Mathematical Models
Theory behind simulations, the verification/validation process, conceptual explanation of processes behind general simulation methods.
Last updated
Theory behind simulations, the verification/validation process, conceptual explanation of processes behind general simulation methods.
Last updated
The steps involved in designing and running a simulation are as follows:
Translate a physical problem to a mathematical model
Go through some procedure to find a numerical solution
Post-processing (such as interpolation) to generate output
Compare output to back-of-the-envelope estimate and/or experimental data
Not all of these have to be done manually, and simulation interfaces such as ANSYS will not show that all of this is happening. But users should be aware that this is what the program is doing, as well as roughly what the mathematical model consists of for each major mode of analysis (CFD, FEA and so on).
This step essentially converts the physical problem (e.g. calculating a certain quantity, such as stress at a set of points due to some load, or drag force due to some specified airflow model) to the mathematical problem of solving a differential equation for each of those points. Completely solving these differential equations can be difficult or impossible in practice, but fortunately, making accurate numerical estimates at specific points is computationally possible. A future update will explain how this process works; for now, check out the example in week 1 of the Cornell EdX class, "A Hands-On Guide to Engineering Simulations", for an explanation.

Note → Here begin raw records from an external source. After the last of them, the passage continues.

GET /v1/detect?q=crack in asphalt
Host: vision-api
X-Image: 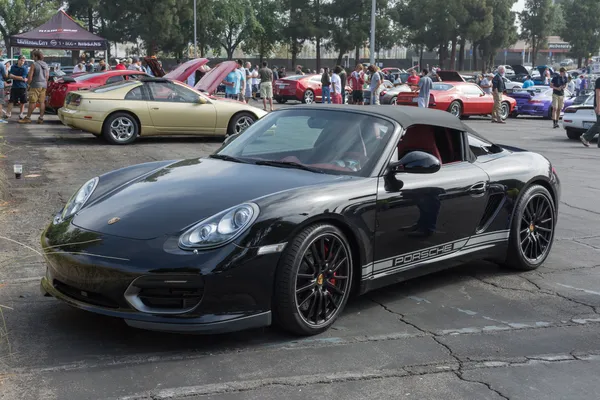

[560,201,600,215]
[470,275,600,315]
[119,354,600,400]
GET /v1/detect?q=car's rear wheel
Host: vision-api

[567,129,583,140]
[302,89,315,104]
[500,101,510,121]
[227,112,256,135]
[273,224,353,335]
[505,185,556,271]
[448,101,462,118]
[102,112,140,145]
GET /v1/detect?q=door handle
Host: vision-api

[469,182,487,195]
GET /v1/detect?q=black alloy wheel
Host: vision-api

[506,185,556,271]
[273,224,353,335]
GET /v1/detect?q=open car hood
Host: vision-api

[144,56,165,78]
[511,64,529,75]
[437,71,465,82]
[164,58,208,82]
[194,61,237,93]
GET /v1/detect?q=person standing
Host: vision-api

[321,67,331,104]
[350,64,365,106]
[0,58,8,124]
[338,65,348,104]
[492,66,506,124]
[368,64,382,106]
[331,65,342,104]
[236,58,247,103]
[479,74,494,94]
[580,74,600,148]
[417,68,433,108]
[258,61,273,111]
[19,50,50,124]
[550,67,567,129]
[406,69,421,89]
[6,56,29,119]
[222,69,241,100]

Solving a differential equation for a continuous body is impossible in general, given both the potential complexity of the equations (look at the Navier-Stokes equations for an example) and the arbitrary nature of the input geometry. Meshing is a process by which the arbitrary continuous input geometry is discretized. This means any valid CAD model can be converted to a mesh: a set of nodes with edges connecting them. Solving the equations for each of these nodes then makes the problem doable, and for a large enough mesh the difference between the exact solution and the discretized version is negligible.

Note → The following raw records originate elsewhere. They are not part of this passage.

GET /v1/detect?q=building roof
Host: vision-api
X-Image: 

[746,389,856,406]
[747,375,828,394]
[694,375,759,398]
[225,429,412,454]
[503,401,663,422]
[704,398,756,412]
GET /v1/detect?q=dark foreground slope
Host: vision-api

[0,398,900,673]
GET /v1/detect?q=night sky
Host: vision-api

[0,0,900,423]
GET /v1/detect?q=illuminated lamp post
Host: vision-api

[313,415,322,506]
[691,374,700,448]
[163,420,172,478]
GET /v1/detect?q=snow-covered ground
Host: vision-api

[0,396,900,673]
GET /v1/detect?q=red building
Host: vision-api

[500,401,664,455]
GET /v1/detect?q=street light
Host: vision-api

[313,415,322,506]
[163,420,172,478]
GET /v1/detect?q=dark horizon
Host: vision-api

Meshes work by representing each surface as a network of polygons, usually of 4 to 6 sides (but the examples shown use triangles). Here's an example of a mesh you might work with:
And here's an example of a mesh you almost definitely won't work with, but that shows how the procedure functions more clearly:
The simplest (but potentially less accurate) mesh generation uses triangles as the basic unit. This is simple because polygons of N sides can always be converted to triangles by connecting non-collinear sets of three points repeatedly (image)
This is a valid mesh, but not a very good one. All the triangles are long and thin, so nodes connected by a long edge may interpolate where doing so would not be accurate. (Linear approximations work well on small scales, but not on larger ones).
To solve this, we can introduce new nodes in the center of the shape. In order to avoid long and thin mesh elements that do not provide an accurate approximation, a minimum angle is set: all angles in each mesh surface element must exceed some threshold for quality (I've seen 20.9 degrees but citation needed). When an angle is lower than this threshold, the edges causing this small angle are replaced by edges with admissible angles.
The Delaunay algorithm (link) describes how to do this. Ruppert's algorithm is similar, with the introduction of the midpoint of each triangle. Its time complexity is greater, which may or may not be worth the extra accuracy depending on the case.
Boundary conditions are how you specify what happens to an object (as represented by a mesh). Since the underlying geometry does not contain information about the environment in which the part exists, we apply boundary conditions to simulate the external environment, such as airflow or an applied force.